Остыв, вернулся через неделю. Да, книга мировая. Но, привет, кто с этим спорит? Главное – автор. Он же нанят автора пришить, а не книгу. Книгу, ясно, пришить невозможно. Даже рукописи не горят. Кстати, о них. Ему бы никогда не заказали этого классика мировой литературы, будь у того хоть один черновик. Бумаг нет, не найдены! Но, чего не бывает, могут и всплыть! Цейтнот. Вот будешь в Канаде потягивать виски, глядя на клёны, тогда и перечитаешь этот роман с удовольствием. Теперь – в стремя! Он так и назвал статью: «В стременах и шорах быстрого течения».
Кроил не хуже портного Трахтенберии. «Папа работает», – шипела на детей жена. Главное найдено слово: соавтор. Удачные страницы созданы автором, он – талант.

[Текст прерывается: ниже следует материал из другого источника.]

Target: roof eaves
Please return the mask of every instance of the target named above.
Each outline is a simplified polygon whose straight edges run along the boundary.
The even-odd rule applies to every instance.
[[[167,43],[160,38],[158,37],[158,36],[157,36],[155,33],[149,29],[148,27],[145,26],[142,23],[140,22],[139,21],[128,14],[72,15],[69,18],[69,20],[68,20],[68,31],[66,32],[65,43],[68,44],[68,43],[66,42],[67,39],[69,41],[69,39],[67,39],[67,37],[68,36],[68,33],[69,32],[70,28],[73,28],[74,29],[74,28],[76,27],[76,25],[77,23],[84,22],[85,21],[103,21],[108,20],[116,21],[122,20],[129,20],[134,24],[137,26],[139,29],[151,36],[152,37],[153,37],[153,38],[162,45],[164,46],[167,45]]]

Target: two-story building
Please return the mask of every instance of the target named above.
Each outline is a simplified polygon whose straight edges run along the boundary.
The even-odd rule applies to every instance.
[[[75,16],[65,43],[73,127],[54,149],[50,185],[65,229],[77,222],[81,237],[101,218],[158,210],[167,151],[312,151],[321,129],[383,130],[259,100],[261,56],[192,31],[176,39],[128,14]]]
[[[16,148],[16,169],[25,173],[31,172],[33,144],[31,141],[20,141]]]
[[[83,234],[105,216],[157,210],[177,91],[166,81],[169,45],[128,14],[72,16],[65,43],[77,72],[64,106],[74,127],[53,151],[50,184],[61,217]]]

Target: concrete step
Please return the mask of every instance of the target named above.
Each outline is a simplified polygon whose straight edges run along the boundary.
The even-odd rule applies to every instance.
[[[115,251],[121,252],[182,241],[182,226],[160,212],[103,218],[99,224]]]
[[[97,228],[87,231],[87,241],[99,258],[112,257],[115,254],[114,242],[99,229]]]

А слабые (в большой вещи не трудно найти неровности), соавтором. Он – бездарь, и он – Широков.
На роль «автора» примерял то одного, то другого. Остановился на неизвестном бытописателе Стукове. Подходит по годам. Не двадцать два – столько было именитому в период работы над романом. Тот немолодой. Образование – университет. Широков девять классов еле одолел. И, конечно, Стуков земляк тому. Персонажи имеют сходство. Вскоре и сам поверил: плагиат!
И всё-таки Зайцев-Трахтенберия немного трусил: а вдруг писатели начнут защищать главаря! А то и бумаги предъявят! И тогда прощай Канада, здравствуй, Воркута.
1
Евгения прочитала книгу «В стременах и шорах быстрого течения», где какие-то Петровы, Ивановы и Мороканские нагло уверяли, что «Волжский брег» не принадлежит Широкову. Вернее, они один за другим разрабатывали тему двойного авторства. Раскопали какого-то Дмитрия Стукова. Этот автор, немолодой, и сочинял немолодо, обстоятельно. Ни одного свежего эпитета, ни единой без штампа метафоры! Так сто раз писалось: небо голубое, река быстрая. Широков увёртывался от штампов. Его проза, как дорога, где путника подстерегают неожиданности. Будто радостно несёшься по лугам и воде среди ветра, катеров и барж. Не мог этот Стуков написать «Волжский брег»! И нет никакого «двойного авторства».